The State and Future of B2B E-Commerce

B2B E-Commerce

It’s official. B2B (business-to-business) companies have shifted their focus on web e-commerce to mobile e-commerce—a trend influenced by the rise of Cloud computing and SaaS connected smartphones/tablets and portable devices that have replaced the traditional PCs.

It’s estimated that the B2B e-commerce in the U.S. will balloon from $780 billion in 2015 to $1.13 trillion in 2020, according to Forrester Research. By then, the B2B e-commerce market will make up 12.1 percent of the $9.39 trillion B2B industry. Online retailers like Amazon and Alibaba are currently leading the B2B e-commerce market. These companies are lucky to be the pioneers of the booming trade.

But the tables will turn in 2019, said Forrester Research analysts Peter Sheldon and Andy Hoar, as traditional B2B companies increase their spending on upgrading their e-commerce systems. By 2019, manufacturers and wholesalers will make up a combined 30 percent of spending on e-commerce technology–up from 20 percent in 2013.

B2B-Mobile-Infographic_001-compressor

(Infographic Source: Usablenet.com)

Meanwhile, online retailers are expected to make up 28 percent of the 2019 spending, which is down from 41 percent in 2013. This isn’t surprising. Online retailers have already setup their own platforms, while traditional B2B companies have yet to invest money on building e-commerce websites. However, B2B companies, with lots of money in the bank, can spend more on better systems.

Companies have all the reason to go mobile. A mobile-optimized e-commerce platform generates more revenue than e-commerce sites that aren’t mobile-friendly. It isn’t enough to sell online, you need to optimize your business for mobile devices, according to a survey by Demand Gen Report.

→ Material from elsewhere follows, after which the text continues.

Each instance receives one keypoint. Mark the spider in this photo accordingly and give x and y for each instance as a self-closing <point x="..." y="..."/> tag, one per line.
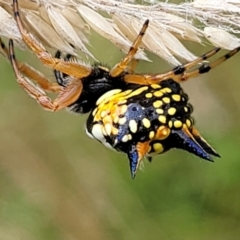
<point x="140" y="115"/>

Out of the 105 buyers surveyed, 85 percent said they require content on B2B sites to be mobile-optimized– that’s up from 69 percent in 2014. B2B buyers are getting wiser, too. Around 94 percent of B2B customers report conducting some research online before making a purchase. Additionally, 44 percent of the 94 percent used a mobile device to research an item, according to a study conducted by Acquity Group.